De l’autre bord, il ne semble pas le bienvenu. Certains doutent de sa sincérité en le soupçonnant de vouloir voter RN pour protéger ses acquis sociaux dans une France « généreuse » pour les étrangers.
Le RN promet en effet de réduire drastiquement l’immigration notamment maghrébine et de supprimer certains droits sociaux aux étrangers en situation régulière en France.
Ce Franco-Algérien cristallise toutes les contradictions d’une France fortement divisée la veille d’un scrutin décisif.
Son argument pour donner sa voix au RN est pourtant partagé par un certain nombre de Français mécontents de la politique du président Emmanuel Macron et notamment de son projet de réforme des retraites.
« J’ai 43 ans, c’est-à-dire je vais sortir en retraite à l’âge de 64-65 ans. C’est trop, je ne vais pas en profiter. C’est notre président qui nous a poussés à voter RN. On n’a pas trop le choix », a-t-il justifié.
Pour de nombreux Franco-Algériens qui ont réagi sur X, cet argument ne pèse pas lourd face aux enjeux des législatives anticipées du 30 juin et du 7 juin et qui peuvent porter au pouvoir les héritiers de Jean-Marie le Pen.
Les héritiers de Jean-Marie Le Pen aux portes du pouvoir en France
Dans ce contexte, la situation des Franco-Algériens semble la plus délicate en raison de l’historique du Rassemblement national, ex-Front national, le parti fondé par Jean-Marie Le Pen qui est accusé d’avoir pratiqué la torture durant la guerre d’Algérie.
L’éventualité de l’arrivée du RN à Matignon inquiète de nombreux Franco-Algériens en raison de l’hostilité affichée de ce parti à l’Algérie et aux Français d’origine algérienne.
Le RN a voté en décembre en faveur de la suppression de l’accord franco-algérien de 1968 sur l’immigration, et prône une ligne dure à l’égard d’Alger sur les questions liées à l’immigration. Avec Les Républicains, il plaide pour un rééquilibrage de la politique française au Maghreb en faveur du Maroc, et au détriment de l’Algérie.
Une victoire de l’extrême-droite aux législatives pourrait plonger les relations franco-algériennes, déjà complexes et difficiles, dans une crise inédite.
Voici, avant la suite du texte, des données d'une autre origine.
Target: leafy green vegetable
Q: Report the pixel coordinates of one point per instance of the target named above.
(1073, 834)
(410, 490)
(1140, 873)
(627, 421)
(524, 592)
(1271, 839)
Mais les jeux ne sont pas faits et le RN n’est pas encore assuré de remporter une victoire écrasante le 30 juin.
Trois ensembles politiques se disputent les suffrages des Français : l’extrême-droite avec le RN en tête, le Nouveau front populaire qui réunit les partis de gauche et les écologistes et le camp du président Macron.
Vainqueur des Européennes du 9 juin dernier avec plus de 31 % des suffrages, le RN qui est le principal parti d’extrême-droite en France est en tête du premier tour des législatives avec 35 % des intentions de vote contre 27 % pour le Nouveau front populaire et 20 % pour le camp macroniste, selon un sondage OpinionWay pour CNews, Europe 1 et « Le Journal du Dimanche« , publié ce vendredi.